"Le mie idee, uno schermo e una tastiera sono per me come i capelli di Sansone. Privatemene e diventerò indifeso".

La democrazia nei partiti: pura demagogia.

, by Yoga

Si parla molto della democrazia all'interno dei partiti. Sì o no? Se sì, quanta? Il dialogo in un partito è un valore aggiunto o un problema? Se prendiamo per buona la prima ipotesi, quanto dialogo è giusto pretendere?
Ogni partito ha il suo leader, colui che lo rappresenta meglio in quel preciso momento storico, colui da cui non si può prescindere, perché eletto tramite primarie o perché ne è il padre fondatore. Prendiamo Forza Italia, o il vecchio Pdl. E' storia nota di come l'allora co-fondatore del Popolo della libertà, Gianfranco Fini, se ne andò sbattendo la porta e accusando il Cav di essere un capo autoritario, a tratti dittatoriale.
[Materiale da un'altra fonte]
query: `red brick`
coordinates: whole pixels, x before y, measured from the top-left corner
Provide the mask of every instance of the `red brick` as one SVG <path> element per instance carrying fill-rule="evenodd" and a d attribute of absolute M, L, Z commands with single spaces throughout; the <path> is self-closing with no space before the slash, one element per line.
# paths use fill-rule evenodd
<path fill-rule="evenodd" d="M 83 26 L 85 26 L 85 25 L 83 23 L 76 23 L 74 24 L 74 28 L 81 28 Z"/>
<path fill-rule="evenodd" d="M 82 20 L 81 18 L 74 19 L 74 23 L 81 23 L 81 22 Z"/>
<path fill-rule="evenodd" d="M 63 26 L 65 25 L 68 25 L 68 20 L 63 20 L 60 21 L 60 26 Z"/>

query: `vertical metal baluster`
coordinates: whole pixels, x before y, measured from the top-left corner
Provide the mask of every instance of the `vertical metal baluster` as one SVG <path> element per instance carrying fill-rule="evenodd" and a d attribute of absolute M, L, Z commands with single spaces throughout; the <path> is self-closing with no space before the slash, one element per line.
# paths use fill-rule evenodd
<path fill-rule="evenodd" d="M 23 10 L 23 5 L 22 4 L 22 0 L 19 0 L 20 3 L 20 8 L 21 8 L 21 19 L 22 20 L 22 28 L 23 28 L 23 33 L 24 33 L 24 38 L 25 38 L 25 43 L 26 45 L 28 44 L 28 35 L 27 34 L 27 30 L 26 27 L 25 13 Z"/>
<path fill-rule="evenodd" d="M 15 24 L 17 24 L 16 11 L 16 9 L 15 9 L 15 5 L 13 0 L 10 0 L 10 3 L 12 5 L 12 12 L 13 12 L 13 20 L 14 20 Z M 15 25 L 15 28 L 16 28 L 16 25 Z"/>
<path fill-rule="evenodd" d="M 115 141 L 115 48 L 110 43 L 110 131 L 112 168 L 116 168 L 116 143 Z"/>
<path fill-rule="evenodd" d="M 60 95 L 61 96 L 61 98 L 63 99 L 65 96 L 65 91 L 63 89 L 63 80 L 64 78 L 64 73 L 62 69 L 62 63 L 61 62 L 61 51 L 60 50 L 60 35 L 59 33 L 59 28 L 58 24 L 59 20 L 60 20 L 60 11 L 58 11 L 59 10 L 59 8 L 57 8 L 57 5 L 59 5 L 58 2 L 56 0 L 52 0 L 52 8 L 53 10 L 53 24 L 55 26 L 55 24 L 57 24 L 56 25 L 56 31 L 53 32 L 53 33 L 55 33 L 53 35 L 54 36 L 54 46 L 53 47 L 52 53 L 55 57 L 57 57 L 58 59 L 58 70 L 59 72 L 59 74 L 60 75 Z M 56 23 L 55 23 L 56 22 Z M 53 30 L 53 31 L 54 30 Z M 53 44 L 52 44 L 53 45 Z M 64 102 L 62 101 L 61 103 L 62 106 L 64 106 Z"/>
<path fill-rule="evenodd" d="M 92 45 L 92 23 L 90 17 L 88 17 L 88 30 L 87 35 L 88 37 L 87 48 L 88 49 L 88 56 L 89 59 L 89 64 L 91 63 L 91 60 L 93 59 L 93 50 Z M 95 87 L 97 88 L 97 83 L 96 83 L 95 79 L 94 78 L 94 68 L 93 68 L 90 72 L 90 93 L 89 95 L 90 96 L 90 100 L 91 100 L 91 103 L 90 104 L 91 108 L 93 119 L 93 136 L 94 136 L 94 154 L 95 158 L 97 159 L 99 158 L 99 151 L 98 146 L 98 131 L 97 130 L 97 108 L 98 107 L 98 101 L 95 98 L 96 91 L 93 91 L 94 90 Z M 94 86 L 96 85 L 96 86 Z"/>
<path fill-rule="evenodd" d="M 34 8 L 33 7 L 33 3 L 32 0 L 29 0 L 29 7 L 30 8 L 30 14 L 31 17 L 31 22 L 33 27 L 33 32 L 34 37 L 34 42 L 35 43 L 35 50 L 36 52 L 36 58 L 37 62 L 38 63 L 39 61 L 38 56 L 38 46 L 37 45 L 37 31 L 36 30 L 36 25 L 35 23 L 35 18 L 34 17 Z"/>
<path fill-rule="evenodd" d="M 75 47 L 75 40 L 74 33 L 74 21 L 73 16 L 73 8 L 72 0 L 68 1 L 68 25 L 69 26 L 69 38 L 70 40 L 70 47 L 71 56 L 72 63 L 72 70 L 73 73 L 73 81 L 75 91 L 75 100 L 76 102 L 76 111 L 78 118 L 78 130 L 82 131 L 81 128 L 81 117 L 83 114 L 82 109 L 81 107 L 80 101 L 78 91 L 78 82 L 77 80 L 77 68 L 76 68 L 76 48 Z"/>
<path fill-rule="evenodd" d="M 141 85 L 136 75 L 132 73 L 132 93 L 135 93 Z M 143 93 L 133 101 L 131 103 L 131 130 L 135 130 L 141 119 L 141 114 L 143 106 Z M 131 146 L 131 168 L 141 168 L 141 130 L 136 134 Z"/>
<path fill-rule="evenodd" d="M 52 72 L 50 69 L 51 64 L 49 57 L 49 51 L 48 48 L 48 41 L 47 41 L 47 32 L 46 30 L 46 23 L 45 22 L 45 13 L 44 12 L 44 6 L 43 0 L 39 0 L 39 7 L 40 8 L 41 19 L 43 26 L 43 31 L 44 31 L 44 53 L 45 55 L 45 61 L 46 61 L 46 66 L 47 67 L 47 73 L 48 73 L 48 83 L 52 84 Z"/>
Ma chi portava la maggioranza dei voti al partito? Chi era il leader del maggior partito della coalizione? In poche parole, a chi andava il merito per il posto di primaria importanza che il Pdl aveva in Italia? A parer vostro è più costruttivo battere i piedi in terra e frignare, o piuttosto chinare alle volte la testa mantenendo però voce in capitolo? Fini propese per la prima opzione, e la fine sua e del suo partito parlano chiaro. Casini, in passato, prese la stessa dissennata decisione, condannando così il suo partito a vivacchiare con percentuali irrisorie. Politicanti da strapazzo, dico io.
La situazione attuale del Pd somiglia molto a quella di Forza Italia. Nel primo abbiamo il leader che è anche premier. La prima carica l'ha ottenuta tramite primarie, la seconda tramite giochi di palazzo. Ergo, all'interno del suo partito è giusto che detti legge e che gli altri chinino il capo, a Palazzo Chigi è tutt'altra storia invece. Non essendo stato unto dal voto popolare, il Renzi dovrebbe cercare il maggior consenso possibile anziché far approvare leggi da un Parlamento incostituzionale a colpi di decreti legge. Difficilmente le sue due cariche, ottenute appunto il modo diverso, sono conciliabili. Infatti la sua permanenza a capo dell'esecutivo è una contraddizione perpetua. Elezioni politiche, consiglio io.
In Forza Italia assistiamo continuamente ad un paradosso: dei piccoli politici, che della politica fanno la propria professione, remano contro il grande capo e quindi contro il partito intero solo per ottenere della visibilità. Faccio riferimento al Fitto di turno, che fa sapere ai giornilisti di mezzo mondo che le cose in Forza Italia non vanno affatto bene e che così non si può andare avanti. L'indecisione e le faide all'interno di un partito sono le prime cause della perdita di consenso, quindi uno come Fitto è meglio perderlo che trovarlo. Che crei un suo partito e sfidi lealmente i suoi avversari, incalzo io.
Il conflitto che si è consumato nella Lega tra Salvini e Tosi è la copia di quanto sta accadendo tra Berlusconi e Fitto, con una macroscopica differenza: Berlusconi è da vent'anni meno duro coi suoi traditori rispetto a Salvini che si sta ancora facendo un nome. Un punto al giovane segretario leghista, è così che si salvaguardia il proprio partito da chi non sa guardar oltre la punta del proprio naso.
Inutile riempirsi ogni volta la bocca della parola "democrazia". Di grande capo ce ne dev'essere uno, tutti gli altri portino rispetto e prendano esempio.
Ché i voti si ottengono proponendo, non litigando.